Kurtuluş Savaşı için – Küçük Ağa’dan önce ve sonra – yazılmış romanların hepsinde de, roman anlayışıma uymayan bir tutum, önemli bir zaaf görürüm; onlar konuyu her şeyin olup bitişinden sonra ortaya çıkan ölçü ve kıymet hükümlerine göre işliyorlar. Hemen hepsi de “Vay mağluplara!” diyor. Bu durum esere resmi ağız, politik tutum çeşnisi katar. İnsana, dolayısıyla sanata aykırıdır bu.
Altı yüz yıllık bir devlet geleneğine ve anlayışına göre yetişmiş, Kuva-yı Milliye gibi isim ve sözleri ilk defa işitmiş insanlarımızı, bunlarla karşılaştıkları ortam ve şartlarla değil de, çok sonraki durumlara göre yargılamak, ilme de, sanata da ters düşer. Küçük Ağa’da bu hatadan sıyrılmak istedim; dedelerimizi, babalarımızı, büyük dayı ve amcalarımızı yaşadıkları günlerin ve olayların içinde anlayıp, anlatmak istedim.
Hain olmak kolay değildir; hele vatan haini olmak hiç kolay değildir. Kuva-yı Milliye’ye güvenmeyenlere de hain demek kolay olmamalıdır. Osmanlı’yı, Osmanlı’ya bağlılığı kesin olarak kötü, hatalı ve bozuk görmek, çok sonraları ortaya çıkarılan bir sapıklıktır. Altı yüz yıl dimdik yaşamış, bir şah medeniyet kurmuş, o müziği, o edebiyatı, o mimarlığı ve sosyal garantileri ortaya koymuş bir Devlet’in insanları, kurtuluş yolu için bir başka ve yeni otoriteyi, bir yeni bayrağı elbette kolay kolay benimseyemezlerdi. Onların bu tereddütleri trajik olmakla kalmaz, övülmeye değer. Kurtuluşu herkes istiyordu, fakat kimin ve hangi bayrağın peşinde? Bir yanda altı yüz yıllık şanların, şereflerin, zaferlerin sahibi Devlet, öte yanda yepyeni bir otorite!
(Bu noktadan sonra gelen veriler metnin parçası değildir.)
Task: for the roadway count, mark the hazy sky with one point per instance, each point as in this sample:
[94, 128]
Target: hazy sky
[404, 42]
Küçük Ağa’yı besleyen çelişme işte buradadır. Bu iki yol arasında sallantı geçirenlerin trajedisi yürek paralayıcıdır, hainlik değildir. Küçük Ağa’da bunu anlatmak istedim.”
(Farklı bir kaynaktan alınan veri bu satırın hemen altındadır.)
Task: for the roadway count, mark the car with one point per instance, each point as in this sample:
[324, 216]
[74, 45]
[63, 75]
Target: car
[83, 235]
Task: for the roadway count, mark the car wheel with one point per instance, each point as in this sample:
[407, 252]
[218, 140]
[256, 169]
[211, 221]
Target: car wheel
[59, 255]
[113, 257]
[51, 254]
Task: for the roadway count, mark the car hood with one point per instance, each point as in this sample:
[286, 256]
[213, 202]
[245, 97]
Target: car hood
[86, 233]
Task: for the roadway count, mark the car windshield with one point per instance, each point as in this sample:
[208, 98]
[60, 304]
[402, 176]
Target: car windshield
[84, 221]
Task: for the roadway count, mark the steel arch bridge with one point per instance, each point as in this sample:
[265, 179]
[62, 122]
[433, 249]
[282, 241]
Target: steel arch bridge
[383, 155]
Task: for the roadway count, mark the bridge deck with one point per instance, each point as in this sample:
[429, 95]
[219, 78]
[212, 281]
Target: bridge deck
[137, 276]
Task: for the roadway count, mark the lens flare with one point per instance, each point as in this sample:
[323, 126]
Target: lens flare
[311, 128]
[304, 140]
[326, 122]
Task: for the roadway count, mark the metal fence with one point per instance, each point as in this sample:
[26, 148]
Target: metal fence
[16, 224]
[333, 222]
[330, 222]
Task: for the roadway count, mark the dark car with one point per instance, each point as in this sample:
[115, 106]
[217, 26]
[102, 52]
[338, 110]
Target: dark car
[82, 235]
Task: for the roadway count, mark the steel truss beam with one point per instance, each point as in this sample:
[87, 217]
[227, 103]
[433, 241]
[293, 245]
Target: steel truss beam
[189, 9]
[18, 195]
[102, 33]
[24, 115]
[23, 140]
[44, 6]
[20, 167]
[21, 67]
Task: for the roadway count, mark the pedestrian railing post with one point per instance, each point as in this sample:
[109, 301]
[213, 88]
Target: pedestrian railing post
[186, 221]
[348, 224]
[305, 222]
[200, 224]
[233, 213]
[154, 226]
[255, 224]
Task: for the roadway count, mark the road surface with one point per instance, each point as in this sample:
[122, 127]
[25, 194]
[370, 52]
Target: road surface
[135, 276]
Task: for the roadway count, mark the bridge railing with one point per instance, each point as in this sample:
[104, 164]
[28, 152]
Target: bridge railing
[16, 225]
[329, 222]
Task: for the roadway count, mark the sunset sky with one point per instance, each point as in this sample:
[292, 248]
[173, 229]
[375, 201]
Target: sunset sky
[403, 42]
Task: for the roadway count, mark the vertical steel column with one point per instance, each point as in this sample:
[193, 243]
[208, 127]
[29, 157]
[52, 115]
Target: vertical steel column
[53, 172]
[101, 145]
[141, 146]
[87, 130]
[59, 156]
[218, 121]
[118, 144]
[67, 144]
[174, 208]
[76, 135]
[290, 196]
Tarık Buğra, bir ideolojinin yalın kılıç savunucusu olmadığı için zamanında ona burun kıvrılarak bakılmıştır. Ne var ki gerçek, güneş gibidir, sabah olunca mutlaka kendini gösterir.
Tarık Buğra devam ediyor söyleşiye ve genç yazarlar ve kabiliyetler için şunları söylüyor:
“Önce gerçekten at gözlüğü takmasınlar, belli bir ideolojiden bakmasınlar dünyaya. Evvela kendilerini tanısınlar ve kendi kafa bağımsızlıklarını kazansınlar. Kafası bağımlı bir sanatçı olmaz, olmuyor. Marksist edebiyat bunun çarpıcı bir örneği.
Marksizm büyük romancı yetiştirmemiştir, büyük eser vermemiştir. Bir tane göstersinler.. (Gerçekten de bir Tolstoy, bir Dostoyevski yok, Marksist Sovyetler Birliği’nde.)
İkinci olarak, kötü örneklerle de ilgilensinler, bu en güzel eğitimdir. Görsünler niye kötü olduğunu. İyiye varmadan kötüden kurtulmak şarttır.”
Bu açıdan baktığımızda, “Kemalizm” mitosuna dayanarak yazılmış “büyük” bir roman, hikâye, tiyatro veya başka bir eser yoktur; çünkü sanat, ideolojiyi taşıyamaz. İdeolojik eser veren insanlar, genellikle kafa bağımsızlığına kavuşamamış, kişiliklerini bulamamış insanlardır; çünkü onlar, o andaki “gerçek”in görüntüsünü vermişler; ama gerçeğin bin bir görüntüsünü yansıtamamışlardır. Yazar, sıradan bir insan gibi değildir; hayata, olaylara çok boyutlu bakabilen ve bunu bir sanat dalı içerisinde yansıtabilen insandır. Ayakları kendi zamanına basan, fakat gelecek zamanlara da sözünü ulaştırabilen, evrensel bakış ve duruşludur.
ZEYL: “Tarihin en uzun ömürlü en büyük devletinin, kesinlikle, bir kaba kuvvet eseri olamayacağına inanmışımdır. O halde Osmanlı’nın sırrı nedir?” (Tarık Buğra)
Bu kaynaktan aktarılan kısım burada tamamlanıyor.